DaSilva was restrained with zip ties by a flight attendant and two passengers at the captain’s request, the affidavit said. She did not resist.
Six crew members and 177 passengers were on the flight, the airline said. Out of caution, a mother and infant who were seated in front of DaSilva switched seats with another passenger. DaSilva never physically touched any member of the flight crew, a passenger said in the affidavit.
“After landing, the guest was removed from the aircraft by local law enforcement officers,” the airline said. “The flight then continued on to Chicago without any further incident.”
Flight attendants began monitoring DaSilva after she interrupted the initial announcements and safety briefing to ask when the plane was taking off, according to the affidavit.
Once in the air, she went to the back of the plane and told a flight attendant that she couldn’t stay in her seat. She entered the bathroom and banged on the walls. When a flight attendant opened the door for a wellness check, DaSilva was seen sleeping and was left there, according to the affidavit.

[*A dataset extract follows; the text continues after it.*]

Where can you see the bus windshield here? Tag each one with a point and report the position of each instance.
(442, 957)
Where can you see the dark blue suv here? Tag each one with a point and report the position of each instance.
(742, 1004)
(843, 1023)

DaSilva punched the overhead bins while returning to her seat, according to the affidavit. Some time later she threatened to kill a male flight attendant, the court filing said.
DaSilva, who was arrested on a felony charge of interference with a flight attendant and was being tried in the Western District of Missouri, faces a potential maximum penalty of 20 years and no mandatory minimum sentence, the prosecutor’s office said. The public defenders listed in court documents as representing DaSilva could not be reached for comment.
The episode is among many that have involved unruly passengers on flights and that have raised questions about the safety of crew members in recent years. The Transportation Security Administration resumed offering self-defense classes to flight attendants and pilots in 2021.
A Frontier Airlines flight in November 2022 from Cincinnati to Tampa, Florida, was diverted to Hartsfield-Jackson Atlanta International Airport after a passenger was seen with a box cutter. In September 2022, a woman was sentenced to four months in federal prison after spitting on a passenger and shoving a flight attendant on an American Airlines flight.
In 2021, an off-duty flight attendant took control of the speaker system and made an announcement about oxygen masks, prompting a violent confrontation, in which he was subdued.